Simplifying RAG Document Pipelines with Multimodal Embeddings

Arne Grobrügge

Natural Language Processing & Audio (incl. Generative AI NLP)
Python Skill Novice
Domain Expertise Intermediate

This talk provides an overview of how document processing for RAG systems can be simplified using multimodal embeddings, grounded in benchmarks on real-world enterprise documents.

What the talk covers

  1. Motivation: Why RAG Is Still Hard
    Why PDFs remain challenging in enterprise RAG systems, and where current document processing approaches break down—especially for presentations and visually structured documents.

  2. The Classical Approach: PDF → Text → Chunks
    An overview of traditional OCR- and layout-based pipelines, including their strengths, typical failure modes, and why they tend to grow into complex and fragile systems over time.

  3. A New Paradigm: Multimodal Page Embeddings
    How embedding entire PDF pages as images changes the ingestion model, what information is preserved compared to text-only approaches, and what this means for retrieval quality and system simplicity.

  4. Benchmark Setup
    How the benchmark comparing classical pipelines and multimodal page embeddings was designed, using anonymized, real-world enterprise documents across multiple document types.

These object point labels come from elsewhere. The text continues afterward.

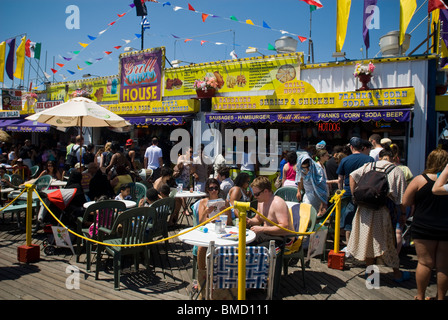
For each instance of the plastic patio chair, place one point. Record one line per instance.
(140, 192)
(287, 193)
(222, 268)
(16, 180)
(34, 170)
(43, 183)
(304, 219)
(97, 215)
(164, 208)
(130, 228)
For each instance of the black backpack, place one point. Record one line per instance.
(373, 188)
(72, 159)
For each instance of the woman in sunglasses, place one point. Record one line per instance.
(205, 212)
(311, 179)
(239, 192)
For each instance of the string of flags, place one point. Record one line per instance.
(264, 24)
(32, 49)
(84, 45)
(146, 25)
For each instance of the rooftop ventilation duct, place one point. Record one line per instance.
(389, 44)
(286, 44)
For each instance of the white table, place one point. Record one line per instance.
(7, 190)
(202, 239)
(188, 194)
(291, 203)
(129, 204)
(189, 197)
(58, 183)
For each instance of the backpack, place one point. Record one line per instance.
(72, 159)
(373, 188)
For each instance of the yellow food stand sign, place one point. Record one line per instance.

Different models and vendors are referenced only as examples, not as the focus.

  5. Results and Key Findings
    Where multimodal page embeddings outperform text-based pipelines, where they do not, and how hybrid approaches can emerge as a practical solution.

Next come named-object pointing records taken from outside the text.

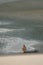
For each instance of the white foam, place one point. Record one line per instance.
(4, 23)
(4, 30)
(14, 44)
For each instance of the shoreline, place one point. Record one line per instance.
(38, 14)
(35, 59)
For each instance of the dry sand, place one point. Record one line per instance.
(34, 59)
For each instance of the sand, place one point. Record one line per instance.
(33, 59)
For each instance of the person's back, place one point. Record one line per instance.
(24, 48)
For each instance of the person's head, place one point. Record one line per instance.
(24, 45)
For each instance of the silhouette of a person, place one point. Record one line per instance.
(24, 48)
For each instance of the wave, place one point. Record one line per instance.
(38, 25)
(4, 23)
(4, 30)
(14, 44)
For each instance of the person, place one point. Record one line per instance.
(24, 48)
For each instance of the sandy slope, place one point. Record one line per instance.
(22, 60)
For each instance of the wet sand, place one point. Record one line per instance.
(34, 59)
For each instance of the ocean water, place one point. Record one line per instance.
(14, 33)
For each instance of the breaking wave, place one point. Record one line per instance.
(14, 44)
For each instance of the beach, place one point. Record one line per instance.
(29, 59)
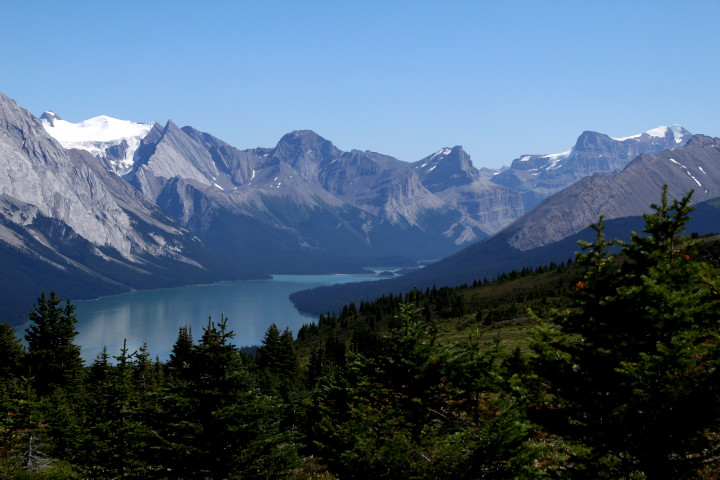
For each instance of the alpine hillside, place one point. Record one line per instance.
(539, 176)
(69, 224)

  6. Production Best Practices
    Practical guidance for deploying these approaches in real systems, including index design, quality monitoring, cost control, and how to integrate multimodal retrieval cleanly into Python-based RAG architectures.

Attendees will leave with a clear understanding of when multimodal embeddings are a strong replacement for classical PDF pipelines, and how to reason about the trade-offs involved.

Arne Grobrügge

Worked on multi-modal retrieval-augmented generation (RAG) and agentic LLM systems. Designed ingestion and retrieval pipelines across text, video, and structured data to integrate common knowledge platforms such as Microsoft SharePoint. Focused on scalable Azure-based infrastructure, multilingual and multimodal document processing, and continuous evaluation for reliability. Gathered experience in building browser-driven agents using modern orchestration frameworks and MCP integration.